While such a scheme, if enacted, would undoubtedly help somewhat in redressing the impending shortfall in pension coverage for an ageing population, it is too myopic. Personal finances are complex, every euro saved or spent throughout someone’s life constitutes an opportunity cost.

For this government to ignore the fact that the crisis in the rental and housing markets is leading to swathes of people spending ever-increasing amounts of their lifetime earnings on both rent, and paying off interest on vast mortgages, thus diminishing their ability to save for the future, is a fundamental oversight.

Many Irish people are failing to save for their futures because current financial pressures, exacerbated by a decade of Fine Gael’s profoundly ineffective housing policy, simply don’t allow them to.
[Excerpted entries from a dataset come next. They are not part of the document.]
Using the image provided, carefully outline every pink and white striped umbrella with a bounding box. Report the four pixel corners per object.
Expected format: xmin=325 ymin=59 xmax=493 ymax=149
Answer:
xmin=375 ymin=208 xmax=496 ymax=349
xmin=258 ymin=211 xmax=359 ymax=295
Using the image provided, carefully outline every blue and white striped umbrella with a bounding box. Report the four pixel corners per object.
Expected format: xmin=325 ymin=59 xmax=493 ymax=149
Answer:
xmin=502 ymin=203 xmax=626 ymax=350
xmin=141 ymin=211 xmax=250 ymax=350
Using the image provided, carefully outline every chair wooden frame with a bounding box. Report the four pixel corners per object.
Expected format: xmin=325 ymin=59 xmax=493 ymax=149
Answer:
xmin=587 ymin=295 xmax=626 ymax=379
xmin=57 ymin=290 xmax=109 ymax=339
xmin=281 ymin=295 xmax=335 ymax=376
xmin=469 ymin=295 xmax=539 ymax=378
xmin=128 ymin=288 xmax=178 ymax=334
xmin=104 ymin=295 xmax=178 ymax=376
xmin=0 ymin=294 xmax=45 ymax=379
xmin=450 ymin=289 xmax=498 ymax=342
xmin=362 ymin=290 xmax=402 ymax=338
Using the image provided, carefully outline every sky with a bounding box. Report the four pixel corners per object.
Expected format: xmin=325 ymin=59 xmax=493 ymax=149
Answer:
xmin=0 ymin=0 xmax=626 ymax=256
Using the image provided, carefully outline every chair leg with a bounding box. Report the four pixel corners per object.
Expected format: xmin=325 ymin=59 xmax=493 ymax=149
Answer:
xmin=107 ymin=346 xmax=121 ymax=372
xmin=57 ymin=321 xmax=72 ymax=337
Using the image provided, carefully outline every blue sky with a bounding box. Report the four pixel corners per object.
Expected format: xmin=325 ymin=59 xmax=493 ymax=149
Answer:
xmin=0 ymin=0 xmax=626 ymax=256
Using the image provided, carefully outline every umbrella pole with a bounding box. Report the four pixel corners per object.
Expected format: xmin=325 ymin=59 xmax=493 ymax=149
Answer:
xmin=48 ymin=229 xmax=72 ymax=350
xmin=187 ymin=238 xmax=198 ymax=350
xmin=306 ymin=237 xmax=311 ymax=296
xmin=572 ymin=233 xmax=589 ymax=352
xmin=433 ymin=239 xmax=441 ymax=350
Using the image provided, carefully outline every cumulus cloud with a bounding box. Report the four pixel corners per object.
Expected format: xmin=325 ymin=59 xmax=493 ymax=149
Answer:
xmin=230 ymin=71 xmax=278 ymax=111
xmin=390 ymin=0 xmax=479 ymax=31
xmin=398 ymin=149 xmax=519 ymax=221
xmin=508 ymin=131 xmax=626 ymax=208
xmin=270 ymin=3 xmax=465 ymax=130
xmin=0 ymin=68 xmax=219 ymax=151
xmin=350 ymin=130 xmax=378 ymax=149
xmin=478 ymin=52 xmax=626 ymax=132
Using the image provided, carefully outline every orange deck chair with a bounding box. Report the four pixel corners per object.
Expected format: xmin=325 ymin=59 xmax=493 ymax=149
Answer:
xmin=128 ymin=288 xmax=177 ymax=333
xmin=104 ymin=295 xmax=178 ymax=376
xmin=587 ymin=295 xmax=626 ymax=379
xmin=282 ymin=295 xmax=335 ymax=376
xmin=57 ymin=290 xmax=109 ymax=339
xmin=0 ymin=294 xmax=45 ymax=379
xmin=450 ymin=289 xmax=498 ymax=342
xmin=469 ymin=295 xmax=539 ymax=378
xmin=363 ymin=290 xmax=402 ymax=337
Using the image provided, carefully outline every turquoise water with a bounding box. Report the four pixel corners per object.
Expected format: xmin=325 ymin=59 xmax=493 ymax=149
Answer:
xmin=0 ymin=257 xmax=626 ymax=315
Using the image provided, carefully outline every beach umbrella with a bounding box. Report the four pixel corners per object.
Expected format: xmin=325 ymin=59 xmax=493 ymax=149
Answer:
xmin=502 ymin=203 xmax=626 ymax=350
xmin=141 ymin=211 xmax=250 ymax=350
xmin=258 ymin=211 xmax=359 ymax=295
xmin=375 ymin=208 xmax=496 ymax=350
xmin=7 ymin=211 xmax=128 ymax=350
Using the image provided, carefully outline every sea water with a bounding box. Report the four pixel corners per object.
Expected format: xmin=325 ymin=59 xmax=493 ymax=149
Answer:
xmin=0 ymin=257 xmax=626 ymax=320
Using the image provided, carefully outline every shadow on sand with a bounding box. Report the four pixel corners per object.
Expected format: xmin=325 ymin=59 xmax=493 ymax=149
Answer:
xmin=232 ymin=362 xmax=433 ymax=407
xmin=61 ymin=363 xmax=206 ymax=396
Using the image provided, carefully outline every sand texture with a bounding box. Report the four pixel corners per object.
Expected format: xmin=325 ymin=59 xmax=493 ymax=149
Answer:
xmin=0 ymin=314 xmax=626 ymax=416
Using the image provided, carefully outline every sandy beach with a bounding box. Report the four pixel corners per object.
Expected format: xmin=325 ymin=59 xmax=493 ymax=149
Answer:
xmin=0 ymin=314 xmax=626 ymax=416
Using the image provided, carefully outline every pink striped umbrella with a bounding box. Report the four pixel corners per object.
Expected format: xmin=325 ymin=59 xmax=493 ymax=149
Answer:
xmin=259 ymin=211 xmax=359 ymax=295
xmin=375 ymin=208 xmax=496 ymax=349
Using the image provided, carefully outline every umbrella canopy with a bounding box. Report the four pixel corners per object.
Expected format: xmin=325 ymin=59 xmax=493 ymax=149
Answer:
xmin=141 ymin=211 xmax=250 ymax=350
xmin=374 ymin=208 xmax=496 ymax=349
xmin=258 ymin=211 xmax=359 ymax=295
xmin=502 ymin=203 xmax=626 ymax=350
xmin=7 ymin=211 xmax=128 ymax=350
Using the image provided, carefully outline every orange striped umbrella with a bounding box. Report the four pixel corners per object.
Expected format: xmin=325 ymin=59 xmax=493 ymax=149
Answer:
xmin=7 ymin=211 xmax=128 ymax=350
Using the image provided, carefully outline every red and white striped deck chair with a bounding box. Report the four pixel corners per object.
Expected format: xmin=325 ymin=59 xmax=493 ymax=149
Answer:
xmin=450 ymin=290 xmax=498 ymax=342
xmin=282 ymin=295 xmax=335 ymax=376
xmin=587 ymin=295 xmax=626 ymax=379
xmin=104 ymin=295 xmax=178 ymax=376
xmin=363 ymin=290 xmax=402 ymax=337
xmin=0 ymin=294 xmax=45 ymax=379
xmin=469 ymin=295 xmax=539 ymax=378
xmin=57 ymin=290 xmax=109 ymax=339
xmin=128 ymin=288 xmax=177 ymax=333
Lower house prices, lower rents, less onerous mortgage interest rates, would ease some of the pressures on younger and lower-income workers, creating some financial leeway that might permit these people to consider saving for their future by starting a pension.

The reasons to address the housing crisis are the urgent moral imperatives of raising those worst affected out of homelessness and above the poverty line. However, by failing to facilitate personal savings by curtailing the excesses of a malfunctioning housing sector, this government is jeopardising the economic future of thousands of individuals and, to a very real degree, the nation, by their continued inability to address this crisis.

Rory McNab is a journalist, editor and writer living in Dublin whose work focuses on politics, pop culture and satire.